I. Consultation and Engagement
Research Computing includes an “Engagement Team” of experienced scientists who are also adept with various computational, information-processing, and data management techniques.
The Engagement Team is loosely organized by disciplinary families:
- Physical, Information, Mathematical, Computer Science
- Life and Environmental Science
- Health Outcomes and Clinical Research
- Economics, Social and Behavioral Science, Business
If a project does not fit one of the above families easily, we assign an engagement member as appropriate. Engagement team members perform three general functions: (i) user/group onboarding, (ii) disciplinary/project outreach, (iii) advanced consultations. The Engagement Team also conducts select short course training.
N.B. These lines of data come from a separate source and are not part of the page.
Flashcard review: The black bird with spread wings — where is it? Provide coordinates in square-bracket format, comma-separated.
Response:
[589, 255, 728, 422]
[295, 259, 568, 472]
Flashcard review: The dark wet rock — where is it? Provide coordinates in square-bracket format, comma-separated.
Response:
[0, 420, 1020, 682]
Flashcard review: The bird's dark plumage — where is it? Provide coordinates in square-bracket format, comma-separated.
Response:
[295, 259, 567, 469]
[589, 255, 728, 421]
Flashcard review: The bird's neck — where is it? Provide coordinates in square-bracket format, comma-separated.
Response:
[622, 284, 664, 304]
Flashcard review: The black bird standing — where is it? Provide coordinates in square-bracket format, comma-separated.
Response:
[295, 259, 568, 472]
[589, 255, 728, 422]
Contributions by engagement team members range from co-investigation and article co-authorship to assisting lab teams with job submission scripts, to collaborating on scientific workshops.
II. Institutional Research CyberInfrastructure
These resources, and the lifecycle of them, are institutionally supported/provided.
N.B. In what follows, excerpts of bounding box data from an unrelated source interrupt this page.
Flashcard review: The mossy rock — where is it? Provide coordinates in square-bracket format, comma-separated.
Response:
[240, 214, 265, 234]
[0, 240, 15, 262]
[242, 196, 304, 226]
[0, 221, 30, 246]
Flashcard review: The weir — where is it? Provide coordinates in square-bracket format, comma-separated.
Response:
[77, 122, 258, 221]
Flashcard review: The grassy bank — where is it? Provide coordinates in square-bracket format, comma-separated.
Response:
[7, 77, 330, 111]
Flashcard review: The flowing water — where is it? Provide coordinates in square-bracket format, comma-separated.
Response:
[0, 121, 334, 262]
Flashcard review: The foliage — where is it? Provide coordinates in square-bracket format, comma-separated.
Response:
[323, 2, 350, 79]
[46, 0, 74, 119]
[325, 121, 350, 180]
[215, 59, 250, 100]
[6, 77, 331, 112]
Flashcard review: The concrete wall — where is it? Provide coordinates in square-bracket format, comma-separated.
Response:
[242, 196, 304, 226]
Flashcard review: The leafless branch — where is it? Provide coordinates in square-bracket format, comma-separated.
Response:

A. “Cluster-scale” Computation and Information-Processing
High Performance Computation:
In August 2017, Research Computing brought into production a new high-performance compute cluster, Dogwood. Acquired from Lenovo, Dogwood is designed to execute scalable computational jobs, e.g., 4224-way jobs and 1056-way non-blocking jobs, routinely. Dogwood’s initial implementation comprised 8052 cores on 183 nodes, each with 44×2.4GHz physical cores and 512GB RAM, on EDR Infiniband. In Summer 2018, Research Computing added 2000 Skylake cores and 1440 Knights Landing cores, bringing Dogwood’s the total core count in excess of 11000. Dogwood has a 250-TB high-performance GPFS scratch filesystem.
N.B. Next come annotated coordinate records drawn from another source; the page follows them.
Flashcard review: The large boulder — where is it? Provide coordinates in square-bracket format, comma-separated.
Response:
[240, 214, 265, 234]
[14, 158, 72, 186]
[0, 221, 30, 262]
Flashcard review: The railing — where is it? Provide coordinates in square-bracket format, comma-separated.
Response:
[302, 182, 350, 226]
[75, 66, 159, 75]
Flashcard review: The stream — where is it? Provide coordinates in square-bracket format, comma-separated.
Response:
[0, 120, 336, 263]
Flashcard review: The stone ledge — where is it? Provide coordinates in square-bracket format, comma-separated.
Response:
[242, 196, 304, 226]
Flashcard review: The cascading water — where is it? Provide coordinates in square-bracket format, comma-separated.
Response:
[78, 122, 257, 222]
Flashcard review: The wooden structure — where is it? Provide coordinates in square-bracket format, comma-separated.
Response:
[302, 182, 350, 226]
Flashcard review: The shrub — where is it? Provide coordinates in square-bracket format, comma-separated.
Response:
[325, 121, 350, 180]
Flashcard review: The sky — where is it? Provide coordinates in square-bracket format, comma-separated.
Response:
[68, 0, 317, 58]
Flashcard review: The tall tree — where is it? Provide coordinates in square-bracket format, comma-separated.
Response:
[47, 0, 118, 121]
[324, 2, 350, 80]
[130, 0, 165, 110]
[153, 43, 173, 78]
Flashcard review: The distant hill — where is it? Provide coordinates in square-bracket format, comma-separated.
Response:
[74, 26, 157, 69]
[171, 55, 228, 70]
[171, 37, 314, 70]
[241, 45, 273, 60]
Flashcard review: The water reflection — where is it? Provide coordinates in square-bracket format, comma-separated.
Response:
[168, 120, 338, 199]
A permanent 5-PB high performance scale-out NFS storage cluster on Dell/EMC Isilon X-series is presented to all Dogwood and Longleaf (see below) nodes.
Research groups, programmes, investigators, and users in general, whose typical workloads are MPI and/or OpenMP+MPI hybrid (or relevantly similar) workloads will be provided access to and resource allocations on Dogwood.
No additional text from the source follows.